A humanized anti-DLL4 antibody promotes dysfunctional angiogenesis and inhibits breast tumor growth.

Blockage of Delta-like 4 (DLL4)-directed Notch signaling induces excessive tip cell formation and endothelial proliferation resulting in dysfunctional angiogenesis in tumors. MMGZ01, as a murine anti-human DLL4 monoclonal antibody, specifically binds to human DLL4 and blocks Notch pathway. Here, the structure of MMGZ01 variable fragment (Fv) was established and framework region (FR) residues which supported complementarily determining region (CDR) loop conformation were identified. Important residues interactions were also identified through docking MMGZ01 Fv with antigen epitope in DLL4. To humanize the murine antibody, we modified MMGZ01 Fv through CDR grafting and the reconstructed antibody (H3L2) maintained similar structure and binding affinity to parental MMGZ01 after back mutation of 12 canonical murine residues in the FRs. Meanwhile, H3L2 promoted human umbilical vein endothelial cell (HUVEC) proliferation through inhibiting DLL4-directed Notch pathway. Moreover, in MDA-MB-231-bearing nude mice, H3L2 induced dysfunctional angiogenesis and tumor cell apoptosis and showed superior anti-tumor activity. In conclusion, H3L2 is an ideal humanized antibody that inhibits tumor growth through targeting DLL4-Notch pathway and has attracting potentials for clinical applications.

MMGZ01, an anti-DLL4 monoclonal antibody, promotes nonfunctional vessels and inhibits breast tumor growth.

Increasing evidence suggests that DLL4 (Delta-like 4)-Notch signaling plays a critical role in cell fate determination and differentiation in tissues. Blocking DLL4-Notch signaling results in inhibition of tumor growth, which is associated with increased nonfunctional vessels and poor perfusion in the tumor.

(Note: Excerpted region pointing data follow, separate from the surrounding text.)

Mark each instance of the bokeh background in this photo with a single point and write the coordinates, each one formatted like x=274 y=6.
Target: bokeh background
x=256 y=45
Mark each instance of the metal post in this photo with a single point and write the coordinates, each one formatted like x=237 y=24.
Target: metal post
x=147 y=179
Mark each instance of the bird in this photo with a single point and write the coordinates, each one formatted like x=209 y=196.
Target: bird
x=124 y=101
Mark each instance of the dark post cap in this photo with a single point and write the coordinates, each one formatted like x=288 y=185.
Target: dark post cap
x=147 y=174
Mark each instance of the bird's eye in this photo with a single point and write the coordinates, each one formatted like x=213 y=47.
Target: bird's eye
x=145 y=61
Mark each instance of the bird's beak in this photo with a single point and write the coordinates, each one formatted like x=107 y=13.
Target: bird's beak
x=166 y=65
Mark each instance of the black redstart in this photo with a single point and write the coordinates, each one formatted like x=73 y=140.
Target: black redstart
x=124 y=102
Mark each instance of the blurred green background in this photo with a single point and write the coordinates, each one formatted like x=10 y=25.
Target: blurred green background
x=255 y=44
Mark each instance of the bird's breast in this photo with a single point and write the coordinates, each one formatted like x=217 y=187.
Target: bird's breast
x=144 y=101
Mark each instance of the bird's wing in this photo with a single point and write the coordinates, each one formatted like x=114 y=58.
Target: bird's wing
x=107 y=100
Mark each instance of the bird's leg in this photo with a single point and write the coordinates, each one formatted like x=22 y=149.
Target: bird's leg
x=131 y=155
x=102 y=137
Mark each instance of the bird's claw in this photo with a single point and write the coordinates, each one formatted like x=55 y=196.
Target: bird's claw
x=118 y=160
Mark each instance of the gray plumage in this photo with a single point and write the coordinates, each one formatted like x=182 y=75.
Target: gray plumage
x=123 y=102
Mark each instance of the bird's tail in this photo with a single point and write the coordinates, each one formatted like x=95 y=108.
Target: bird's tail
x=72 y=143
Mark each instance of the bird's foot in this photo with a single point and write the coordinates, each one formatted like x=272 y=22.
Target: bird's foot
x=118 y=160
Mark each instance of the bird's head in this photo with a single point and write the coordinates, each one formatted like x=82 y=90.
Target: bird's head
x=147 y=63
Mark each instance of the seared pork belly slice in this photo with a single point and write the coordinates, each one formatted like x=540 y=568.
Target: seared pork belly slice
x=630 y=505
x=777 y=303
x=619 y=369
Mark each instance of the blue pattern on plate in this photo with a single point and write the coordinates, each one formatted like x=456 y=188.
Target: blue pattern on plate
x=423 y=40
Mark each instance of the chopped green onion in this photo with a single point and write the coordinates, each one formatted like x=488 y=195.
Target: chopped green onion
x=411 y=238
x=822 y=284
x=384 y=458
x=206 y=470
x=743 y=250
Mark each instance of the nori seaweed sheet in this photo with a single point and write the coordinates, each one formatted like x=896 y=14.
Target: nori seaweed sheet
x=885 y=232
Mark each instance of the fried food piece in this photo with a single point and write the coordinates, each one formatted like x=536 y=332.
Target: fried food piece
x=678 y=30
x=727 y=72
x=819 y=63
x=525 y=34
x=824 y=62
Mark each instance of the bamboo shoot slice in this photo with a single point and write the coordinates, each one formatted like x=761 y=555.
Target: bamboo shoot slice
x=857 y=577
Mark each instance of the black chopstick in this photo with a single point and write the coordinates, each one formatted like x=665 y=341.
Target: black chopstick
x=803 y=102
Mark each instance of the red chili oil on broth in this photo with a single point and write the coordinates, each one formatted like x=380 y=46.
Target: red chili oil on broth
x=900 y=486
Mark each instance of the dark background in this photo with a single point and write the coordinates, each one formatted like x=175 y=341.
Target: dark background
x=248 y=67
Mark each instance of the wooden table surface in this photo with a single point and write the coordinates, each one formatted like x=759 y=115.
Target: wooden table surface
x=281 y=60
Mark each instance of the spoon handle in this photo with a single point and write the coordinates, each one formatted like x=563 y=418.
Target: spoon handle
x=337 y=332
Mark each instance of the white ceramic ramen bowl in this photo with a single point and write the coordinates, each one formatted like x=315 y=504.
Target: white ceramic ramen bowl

We successfully generated a human DLL4 monoclonal antibody MMGZ01 that binds specifically to DLL4 to disrupt the interaction between DLL4 and Notch1. MMGZ01 showed high affinity to DLL4 to inhibit the DLL4-mediated human umbilical vein endothelial cell (HUVEC) phenotype. Furthermore, MMGZ01 stimulated HUVEC vessel sprouting and tubule formation in vitro. In addition, MMGZ01 had a pronounced effect in promoting immature vessels and reduced breast cancer cell growth in vivo. Finally, MMGZ01 treatment inhibited the proliferation of breast cancer cells, induced tumor cell apoptosis, suppressed mammosphere formation, decreased CD44(+)/CD24(-) cell population, and reduced epithelial mesenchymal transition (EMT). These findings suggest that antagonism of the DLL4-Notch signaling pathway might provide a potential therapeutic approach for breast cancer treatment.